Log benchmark configuration
This repo holds the configuration we used to benchmark GreptimeDB, Clickhouse and Elastic Search.
Here are the versions of databases we used in the benchmark
| name | version |
|---|---|
| GreptimeDB | v0.9.2 |
| Clickhouse | 24.9.1.219 |
| Elasticsearch | 8.15.0 |
Structured model vs Unstructured model
We divide test into two parts, using structured model and unstructured model accordingly. You can also see the difference in create table clause.
Structured model
The log data is pre-processed into columns by vector. For example an insert request looks like following
INSERT INTO test_table (bytes, http_version, ip, method, path, status, user, timestamp) VALUES ()
The goal is to test string/text support for each database. In real scenarios it means the datasource(or log data producers) have separate fields defined, or have already processed the raw input.
Unstructured model
The log data is inserted as a long string, and then we build fulltext index upon these strings. For example an insert request looks like following
INSERT INTO test_table (message, timestamp) VALUES ()

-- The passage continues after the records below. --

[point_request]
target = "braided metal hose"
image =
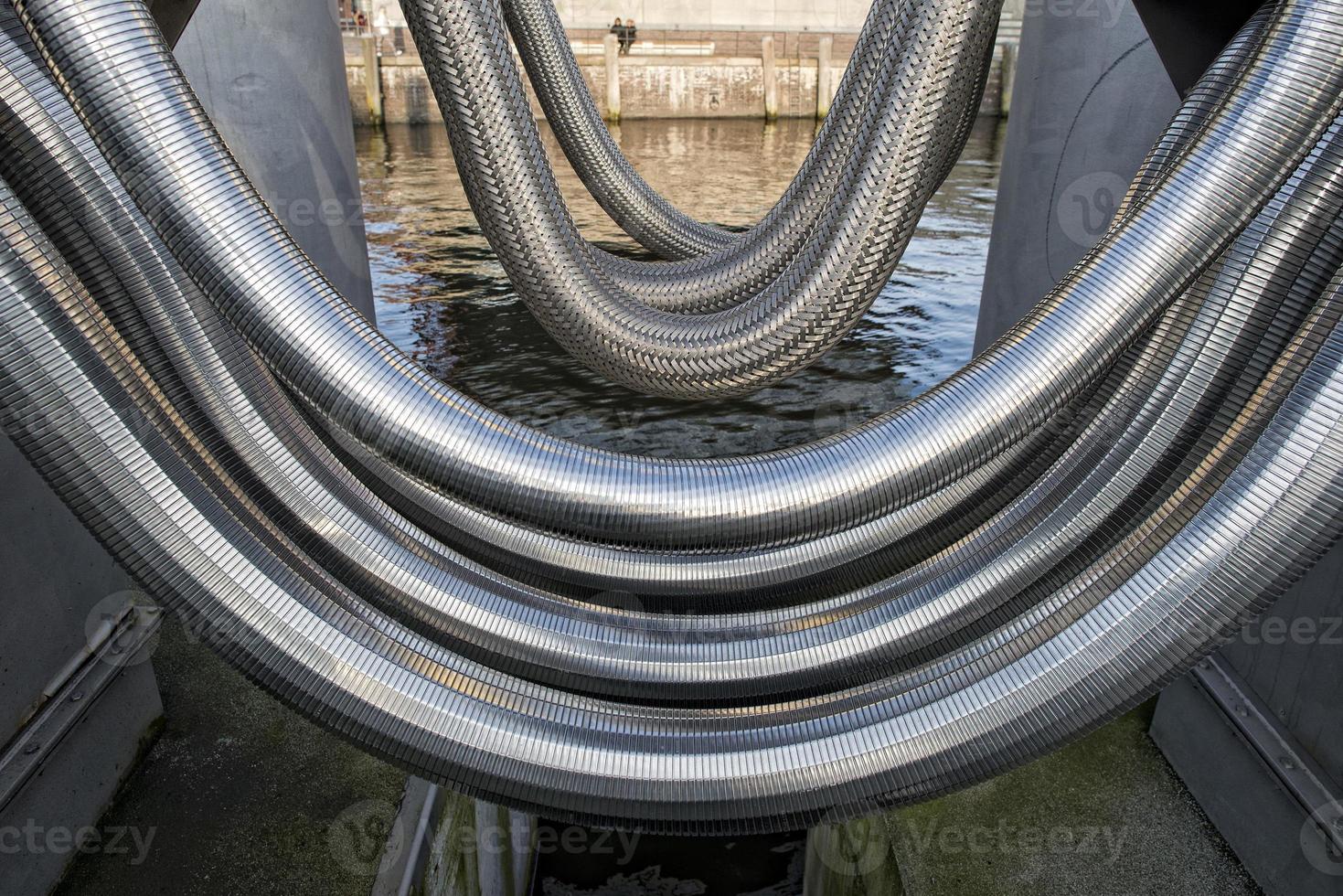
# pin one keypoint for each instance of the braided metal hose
(901, 738)
(551, 633)
(1202, 475)
(649, 218)
(352, 379)
(814, 295)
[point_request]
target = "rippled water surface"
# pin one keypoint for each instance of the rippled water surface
(444, 300)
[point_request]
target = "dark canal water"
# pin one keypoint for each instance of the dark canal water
(444, 300)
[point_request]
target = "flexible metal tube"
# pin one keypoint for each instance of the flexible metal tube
(756, 626)
(649, 218)
(1206, 557)
(813, 295)
(229, 245)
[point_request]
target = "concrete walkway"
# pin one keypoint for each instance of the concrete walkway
(242, 795)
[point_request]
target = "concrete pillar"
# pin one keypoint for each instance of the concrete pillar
(272, 76)
(1088, 112)
(59, 586)
(1259, 721)
(1008, 80)
(372, 78)
(771, 80)
(612, 50)
(825, 77)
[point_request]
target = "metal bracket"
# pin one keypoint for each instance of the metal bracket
(70, 696)
(1296, 770)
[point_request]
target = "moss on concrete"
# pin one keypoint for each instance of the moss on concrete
(1103, 816)
(242, 795)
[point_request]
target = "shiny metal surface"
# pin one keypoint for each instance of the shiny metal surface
(544, 48)
(759, 311)
(953, 589)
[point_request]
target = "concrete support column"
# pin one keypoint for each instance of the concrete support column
(612, 50)
(1008, 80)
(372, 78)
(272, 76)
(825, 89)
(771, 80)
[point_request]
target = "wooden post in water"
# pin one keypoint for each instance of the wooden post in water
(771, 80)
(372, 80)
(612, 48)
(825, 93)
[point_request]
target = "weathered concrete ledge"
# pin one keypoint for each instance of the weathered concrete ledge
(650, 86)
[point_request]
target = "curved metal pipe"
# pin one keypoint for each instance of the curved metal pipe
(649, 218)
(351, 378)
(1135, 551)
(898, 739)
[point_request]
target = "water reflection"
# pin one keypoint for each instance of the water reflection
(444, 300)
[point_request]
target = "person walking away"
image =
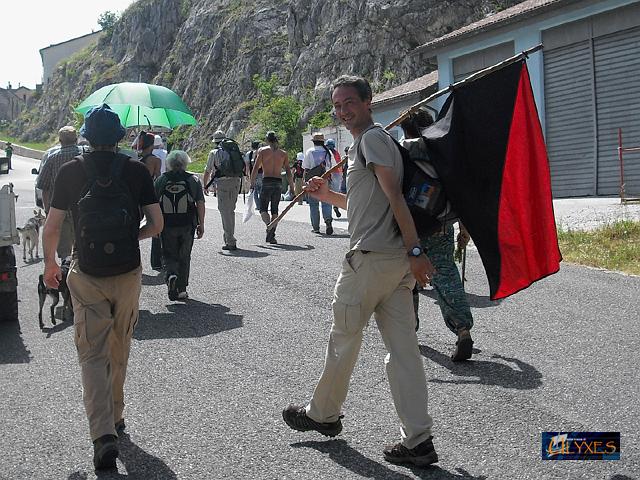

The goal is to test fuzzy search performance for each database. In real scenarios it means the log is produced by some kind of middleware and inserted directly into the database.
Creating tables
See here for GreptimeDB and Clickhouse's create table clause. The mapping of Elastic search is created automatically.
Vector Configuration
We use vector to generate random log data and send inserts to databases. Please refer to structured config and unstructured config for detailed configuration.
SQLs and payloads
Please refer to SQL query for GreptimeDB and Clickhouse, and query payload for Elastic search.
Steps to reproduce
- Decide whether to run structured model test or unstructured mode test.
- Build vector binary(see vector's config file for specific branch) and databases binaries accordingly.
- Create table in GreptimeDB and Clickhouse in advance.
- Run vector to insert data.
- When data insertion is finished, run queries against each database. Note: you'll need to update timerange value after data insertion.
Addition
- You can tune GreptimeDB's configuration to get better performance.
- You can setup GreptimeDB to use S3 as storage, see here.